Moreover, for the Russians to use a present, fully realized threat to America’s existence for purposes of negotiations like those aforementioned hypersonic missile carrying submarines could have the opposite effect from forcing capitulation, just as the notion of imposing ‘preventive’ sanctions on Russia as proposed by Kiev was dismissed as likely to be counterproductive by Washington. Better to roll out for threat a project that is only partially realized so far, a project that involves not creation of Russian bases but use of existing local facilities to host Russian strategic bombers and surface or submarine vessels. Such arrangements would in the not too distant future enable Russia to maintain a permanent presence in the Caribbean Sea that is as threatening to the Continental USA as the stepped up presence of US navy and air force in the Black and Baltic Seas is to Russia. The time prior to realization would give breathing space to the negotiations for capitulation to end in a finessed public explanation.

Gilbert Doctorow is a Brussels-based political analyst. His latest book is Does Russia Have a Future? Reprinted with permission from his blog.

© Gilbert Doctorow, 2021

2 thoughts on “Russia and the Collective West: What Comes Next?”

  1. For once, I agree with Gilbert. Russia is much more likely to propose temporary layovers of Russian warships in South America than permanent bases, if for no other reason than that Venezuela’s Constitution, for example, forbids hosting foreign military facilities.

    However, I suspect Gilbert is being too minimalist in assessing that Putin will only implement some half-finished project. I think Putin will take either much bolder moves or, even more likely, some move that no one has thought of yet. Remember, Putin is a high degree black belt in judo.

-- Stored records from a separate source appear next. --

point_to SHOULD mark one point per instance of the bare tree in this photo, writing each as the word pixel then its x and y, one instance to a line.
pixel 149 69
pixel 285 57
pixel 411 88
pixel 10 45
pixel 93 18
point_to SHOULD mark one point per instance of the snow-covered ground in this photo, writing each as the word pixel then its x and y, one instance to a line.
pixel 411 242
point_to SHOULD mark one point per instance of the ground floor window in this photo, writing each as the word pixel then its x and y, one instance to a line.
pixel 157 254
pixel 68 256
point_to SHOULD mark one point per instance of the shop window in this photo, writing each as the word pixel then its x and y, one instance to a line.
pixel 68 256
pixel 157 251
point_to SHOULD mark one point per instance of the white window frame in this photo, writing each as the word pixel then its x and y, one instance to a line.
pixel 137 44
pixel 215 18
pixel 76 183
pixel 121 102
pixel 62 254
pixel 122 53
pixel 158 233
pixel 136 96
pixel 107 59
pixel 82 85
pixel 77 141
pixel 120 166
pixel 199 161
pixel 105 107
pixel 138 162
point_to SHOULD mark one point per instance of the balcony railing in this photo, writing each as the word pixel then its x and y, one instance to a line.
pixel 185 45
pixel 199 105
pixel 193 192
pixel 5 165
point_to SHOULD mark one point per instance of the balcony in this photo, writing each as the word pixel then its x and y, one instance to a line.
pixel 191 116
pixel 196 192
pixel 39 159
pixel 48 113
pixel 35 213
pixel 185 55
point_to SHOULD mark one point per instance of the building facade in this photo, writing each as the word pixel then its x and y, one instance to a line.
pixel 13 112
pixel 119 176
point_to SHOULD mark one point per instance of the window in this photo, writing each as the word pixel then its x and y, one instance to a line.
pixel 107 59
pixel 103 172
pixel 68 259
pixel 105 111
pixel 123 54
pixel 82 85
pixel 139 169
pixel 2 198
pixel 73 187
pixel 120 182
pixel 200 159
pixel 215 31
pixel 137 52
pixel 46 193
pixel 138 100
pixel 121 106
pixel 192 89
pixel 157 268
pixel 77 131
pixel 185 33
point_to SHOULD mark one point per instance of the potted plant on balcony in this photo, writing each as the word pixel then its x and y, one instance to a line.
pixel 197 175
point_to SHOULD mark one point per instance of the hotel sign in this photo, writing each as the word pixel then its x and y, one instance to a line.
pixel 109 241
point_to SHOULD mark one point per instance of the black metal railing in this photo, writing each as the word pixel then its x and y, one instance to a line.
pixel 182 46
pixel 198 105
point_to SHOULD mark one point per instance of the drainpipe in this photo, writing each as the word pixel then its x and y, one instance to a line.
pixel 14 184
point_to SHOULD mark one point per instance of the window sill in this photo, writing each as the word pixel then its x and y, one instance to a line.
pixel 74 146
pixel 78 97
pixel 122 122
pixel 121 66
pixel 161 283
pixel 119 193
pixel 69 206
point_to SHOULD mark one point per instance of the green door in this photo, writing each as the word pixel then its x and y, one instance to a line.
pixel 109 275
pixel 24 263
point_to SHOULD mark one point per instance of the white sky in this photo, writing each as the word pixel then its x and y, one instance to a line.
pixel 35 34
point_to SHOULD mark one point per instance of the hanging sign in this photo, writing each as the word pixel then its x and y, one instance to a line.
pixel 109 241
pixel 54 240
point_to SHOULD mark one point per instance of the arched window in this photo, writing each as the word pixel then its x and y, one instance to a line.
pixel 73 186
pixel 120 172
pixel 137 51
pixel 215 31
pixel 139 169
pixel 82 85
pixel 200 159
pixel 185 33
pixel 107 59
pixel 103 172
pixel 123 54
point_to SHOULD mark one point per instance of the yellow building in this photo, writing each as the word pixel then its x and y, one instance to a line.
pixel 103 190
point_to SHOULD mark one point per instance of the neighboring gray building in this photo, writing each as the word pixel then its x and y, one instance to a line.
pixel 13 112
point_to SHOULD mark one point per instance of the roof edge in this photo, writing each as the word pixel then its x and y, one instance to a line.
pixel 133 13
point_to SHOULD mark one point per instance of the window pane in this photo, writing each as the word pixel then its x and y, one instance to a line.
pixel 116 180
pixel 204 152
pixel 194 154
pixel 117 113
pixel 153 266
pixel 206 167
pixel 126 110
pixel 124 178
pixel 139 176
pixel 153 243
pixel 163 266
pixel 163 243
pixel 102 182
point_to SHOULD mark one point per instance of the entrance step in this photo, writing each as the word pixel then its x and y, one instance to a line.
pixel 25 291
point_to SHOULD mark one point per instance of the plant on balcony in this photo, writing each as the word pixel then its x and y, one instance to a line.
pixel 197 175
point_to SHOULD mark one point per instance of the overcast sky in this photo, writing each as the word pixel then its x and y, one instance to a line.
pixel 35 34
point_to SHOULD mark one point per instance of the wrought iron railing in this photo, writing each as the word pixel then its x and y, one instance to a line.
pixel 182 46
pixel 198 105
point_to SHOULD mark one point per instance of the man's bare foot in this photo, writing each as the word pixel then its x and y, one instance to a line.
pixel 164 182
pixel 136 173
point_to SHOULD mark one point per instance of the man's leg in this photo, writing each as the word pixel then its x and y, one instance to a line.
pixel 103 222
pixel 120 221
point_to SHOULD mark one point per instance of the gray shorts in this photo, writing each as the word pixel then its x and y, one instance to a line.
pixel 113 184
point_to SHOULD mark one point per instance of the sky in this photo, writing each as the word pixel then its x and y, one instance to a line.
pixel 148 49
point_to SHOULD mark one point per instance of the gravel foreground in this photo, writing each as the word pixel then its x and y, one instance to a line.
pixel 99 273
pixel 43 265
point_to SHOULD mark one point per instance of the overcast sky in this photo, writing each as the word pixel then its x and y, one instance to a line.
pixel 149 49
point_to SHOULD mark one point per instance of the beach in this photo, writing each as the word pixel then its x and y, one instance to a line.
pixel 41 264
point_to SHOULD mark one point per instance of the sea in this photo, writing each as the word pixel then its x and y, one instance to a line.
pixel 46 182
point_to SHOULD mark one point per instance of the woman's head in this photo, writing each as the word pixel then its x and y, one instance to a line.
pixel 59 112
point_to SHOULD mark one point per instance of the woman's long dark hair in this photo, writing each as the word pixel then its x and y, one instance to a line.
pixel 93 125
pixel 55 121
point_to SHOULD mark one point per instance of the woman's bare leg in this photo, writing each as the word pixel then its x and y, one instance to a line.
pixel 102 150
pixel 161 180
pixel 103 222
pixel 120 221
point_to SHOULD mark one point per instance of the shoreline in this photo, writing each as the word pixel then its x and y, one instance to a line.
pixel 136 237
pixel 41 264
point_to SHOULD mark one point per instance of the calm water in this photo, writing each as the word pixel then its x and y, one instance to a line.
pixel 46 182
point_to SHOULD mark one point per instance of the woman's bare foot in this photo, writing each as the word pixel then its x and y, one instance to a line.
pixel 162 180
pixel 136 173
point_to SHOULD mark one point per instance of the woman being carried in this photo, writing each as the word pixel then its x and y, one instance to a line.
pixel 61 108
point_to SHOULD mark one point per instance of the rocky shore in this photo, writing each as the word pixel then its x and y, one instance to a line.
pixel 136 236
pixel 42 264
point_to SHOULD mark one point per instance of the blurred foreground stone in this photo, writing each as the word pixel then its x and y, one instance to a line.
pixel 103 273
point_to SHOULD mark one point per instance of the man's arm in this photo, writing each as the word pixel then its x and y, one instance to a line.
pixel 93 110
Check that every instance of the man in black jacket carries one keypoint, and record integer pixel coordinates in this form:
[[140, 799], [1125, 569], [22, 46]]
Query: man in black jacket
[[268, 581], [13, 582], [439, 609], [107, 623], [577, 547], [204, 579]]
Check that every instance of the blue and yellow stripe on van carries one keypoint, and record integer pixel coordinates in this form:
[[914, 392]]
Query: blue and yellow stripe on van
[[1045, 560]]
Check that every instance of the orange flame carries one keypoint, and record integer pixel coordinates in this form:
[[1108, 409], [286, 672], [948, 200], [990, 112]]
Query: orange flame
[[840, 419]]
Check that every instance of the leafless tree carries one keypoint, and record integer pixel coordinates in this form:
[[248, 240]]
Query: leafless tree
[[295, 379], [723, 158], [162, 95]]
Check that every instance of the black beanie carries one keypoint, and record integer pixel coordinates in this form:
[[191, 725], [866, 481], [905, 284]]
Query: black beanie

    Finally, I’m not convinced that US capitulation is necessarily in the cards, at least not without considerably more pressure put on the US. There are two reasons for this: 1) As Andrei Martyanov says, the US political class doesn’t comprehend modern war and thus doesn’t understand what Russia is capable of (some personnel in the Pentagon do, but not the decision-makers in Washington); and 2) because of 1), and because a lot of these decisions are being made by people like the neocons or with influence from the neocons, who have their own agendas not necessarily in line with any rational interest of the US, it’s likely the US will make any number of further bad moves before they are hit with reality.

    So the question is: How long will it take for the US to see reality, how much pressure will Russia (and China) have to apply before the US does, and how much damage will that do to the world first?